Severna Park alum helps Cornell hold foes to just 6 goals a game

Men's Notebook

College lacrosse

March 28, 2007|By Gary Lambrecht | Gary Lambrecht,Sun Reporter

It took him awhile to adjust to the role, after playing as an offensive midfielder through high school, but Cornell senior defenseman Mitch Belisle now embraces the idea of being a stopper.

Over the past two seasons, the Severna Park High alum has mastered the art. His recent work is a quiet reason Cornell (6-0) is the first team to remain No. 1 for consecutive weeks.

The Big Red features outstanding scorers in attackmen David Mitchell and Eric Pittard. But Cornell's calling card has been its defense, which has allowed just six goals per game.

During a recent two-game road swing, the defense came to the fore behind senior All-America goalie Matt McMonagle and Belisle, the Big Red's premier cover guy. In a 7-4 victory at No. 10 Army, Belisle stuffed leading scorer Justin Bokmeyer, who had one assist. In a 7-6 win at No. 6 Duke, he held Player of the Year candidate Matt Danowski to two goals.

"It's something I look forward to every week," Belisle said of his game-to-game responsibility of checking the other side's top gun. "It's a stress I enjoy.

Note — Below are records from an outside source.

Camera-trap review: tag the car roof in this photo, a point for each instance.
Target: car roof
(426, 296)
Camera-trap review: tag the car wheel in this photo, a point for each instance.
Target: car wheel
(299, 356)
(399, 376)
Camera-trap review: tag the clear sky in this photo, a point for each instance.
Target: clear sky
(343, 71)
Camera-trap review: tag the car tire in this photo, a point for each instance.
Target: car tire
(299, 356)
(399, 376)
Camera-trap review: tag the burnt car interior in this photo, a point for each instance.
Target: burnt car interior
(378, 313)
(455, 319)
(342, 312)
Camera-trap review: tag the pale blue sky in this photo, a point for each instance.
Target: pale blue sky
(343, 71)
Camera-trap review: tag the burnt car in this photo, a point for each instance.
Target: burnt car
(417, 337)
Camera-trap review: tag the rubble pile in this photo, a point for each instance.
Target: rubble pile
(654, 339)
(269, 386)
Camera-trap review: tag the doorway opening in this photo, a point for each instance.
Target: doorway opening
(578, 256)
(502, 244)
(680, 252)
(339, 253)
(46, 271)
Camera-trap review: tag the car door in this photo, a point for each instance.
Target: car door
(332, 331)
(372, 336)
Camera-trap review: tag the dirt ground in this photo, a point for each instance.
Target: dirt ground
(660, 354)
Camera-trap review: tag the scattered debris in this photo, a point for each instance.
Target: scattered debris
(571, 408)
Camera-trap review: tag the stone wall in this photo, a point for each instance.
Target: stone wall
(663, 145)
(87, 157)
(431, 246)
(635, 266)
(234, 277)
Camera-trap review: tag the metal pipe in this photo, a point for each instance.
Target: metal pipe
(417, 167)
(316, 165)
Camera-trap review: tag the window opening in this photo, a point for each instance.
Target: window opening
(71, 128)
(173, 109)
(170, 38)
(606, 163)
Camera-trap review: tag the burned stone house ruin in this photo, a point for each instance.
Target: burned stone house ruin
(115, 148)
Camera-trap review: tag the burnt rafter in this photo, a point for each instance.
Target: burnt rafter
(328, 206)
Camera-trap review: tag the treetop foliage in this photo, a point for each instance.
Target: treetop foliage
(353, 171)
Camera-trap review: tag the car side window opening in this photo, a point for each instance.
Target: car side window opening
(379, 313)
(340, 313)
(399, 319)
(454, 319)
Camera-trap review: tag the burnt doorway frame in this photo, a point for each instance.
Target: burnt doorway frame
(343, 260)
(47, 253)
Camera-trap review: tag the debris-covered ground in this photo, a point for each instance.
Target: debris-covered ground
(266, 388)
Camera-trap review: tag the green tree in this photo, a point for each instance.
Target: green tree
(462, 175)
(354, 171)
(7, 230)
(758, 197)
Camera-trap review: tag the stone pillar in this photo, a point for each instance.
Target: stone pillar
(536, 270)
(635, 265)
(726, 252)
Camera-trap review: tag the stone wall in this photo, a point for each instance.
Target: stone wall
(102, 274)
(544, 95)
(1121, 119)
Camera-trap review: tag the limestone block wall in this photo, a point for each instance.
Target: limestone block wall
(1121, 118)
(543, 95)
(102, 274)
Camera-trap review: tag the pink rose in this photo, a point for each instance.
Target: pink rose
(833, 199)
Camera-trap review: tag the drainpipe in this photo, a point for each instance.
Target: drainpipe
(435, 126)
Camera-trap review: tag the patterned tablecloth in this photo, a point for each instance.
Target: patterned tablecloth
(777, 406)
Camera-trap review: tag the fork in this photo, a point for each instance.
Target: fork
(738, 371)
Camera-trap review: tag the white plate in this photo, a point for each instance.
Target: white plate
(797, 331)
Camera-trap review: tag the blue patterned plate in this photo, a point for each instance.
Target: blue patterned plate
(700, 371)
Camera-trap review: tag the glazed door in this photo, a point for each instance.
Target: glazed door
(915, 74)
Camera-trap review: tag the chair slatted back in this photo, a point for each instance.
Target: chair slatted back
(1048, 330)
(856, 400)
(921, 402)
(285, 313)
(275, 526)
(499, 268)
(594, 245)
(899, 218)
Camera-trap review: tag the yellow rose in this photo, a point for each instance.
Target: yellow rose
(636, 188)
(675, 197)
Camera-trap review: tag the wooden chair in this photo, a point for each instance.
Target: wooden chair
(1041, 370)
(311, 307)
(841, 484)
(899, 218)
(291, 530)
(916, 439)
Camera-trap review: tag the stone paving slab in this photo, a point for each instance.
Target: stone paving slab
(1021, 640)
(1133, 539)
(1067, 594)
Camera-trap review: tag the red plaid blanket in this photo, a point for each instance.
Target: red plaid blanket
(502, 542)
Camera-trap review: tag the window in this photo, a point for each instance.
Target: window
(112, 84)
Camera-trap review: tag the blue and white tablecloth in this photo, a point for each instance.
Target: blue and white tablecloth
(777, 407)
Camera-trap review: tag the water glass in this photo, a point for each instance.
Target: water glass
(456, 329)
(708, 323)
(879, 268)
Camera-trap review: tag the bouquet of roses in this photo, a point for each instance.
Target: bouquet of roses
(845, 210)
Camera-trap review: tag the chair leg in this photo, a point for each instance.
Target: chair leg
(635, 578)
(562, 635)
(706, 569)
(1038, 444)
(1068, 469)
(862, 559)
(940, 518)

"[McMonagle] bailed me out a couple of times [against Duke]. I just battled [Danowski] for every loose ball, in every one-on-one, forced him to pass off as much as I could."

Cornell coach Jeff Tambroni saluted an offense that has absorbed the loss of first-team All-America midfielder Joe Boulukos. But he said the pulse of the team originates at the other end, where the defense, once a predominantly zone unit, now relies on aggressive man-to-man coverage and is more comfortable pressing out to force turnovers.

"Mitch has been a wonderful leader and extremely selfless since the day he walked on campus," Tambroni said. "He's not a flashy defender. He's a blue-collar guy who's going to be in your gloves and in your face. The tougher the assignment, the tougher he gets. He and Matt set the tone in practice about who we want to be."

Ultimately, Cornell wants to be where it hasn't been since losing the 1988 title game to Syracuse -- in the NCAA tournament final four. The Big Red suffered one-goal losses in the quarterfinals in 2002 and 2004.

UMass misery

When Massachusetts made a memorable run through the NCAA tournament last May, all the way to a 15-7 loss to Virginia in the championship game, the Minutemen figured to drop off. After all, UMass said goodbye to seven strong seniors, led by Player of the Year candidates in attackman Sean Morris and defenseman Jack Reid.

The defense is holding up its end in 2007, giving up an average of eight goals. The offense, which lacks a consistent feeder and finisher -- Morris was both -- is a different story. UMass is scoring just 7.9 goals per game, is shooting a paltry 21.8 percent and has dropped four games by a combined six goals. Saturday's 10-8 loss at Loyola encapsulated the Minutemen's season. UMass outshot Loyola, 47-26, and fell to 2-5.

"We're getting opportunities to score, but we're not doing it," UMass coach Greg Cannella said.

UM's goalie shuffle

Last fall, Maryland figured returning All-America senior Harry Alford would be its starting goalie, with junior Jason Carter and freshman Brian Phipps backing up. Then, Alford had shoulder surgery in November, Carter broke his collarbone in early February, and Phipps was thrust into the net.

Alford has been practicing for more than a week and could be ready to start by mid-April, but Phipps is playing so well that he could present Terps coach Dave Cottle with a delicate decision.

"I'm not going to take away Harry's senior year. We're going to need Harry. But Brian is playing great," Cottle said. "Carter looks like a serious redshirt candidate."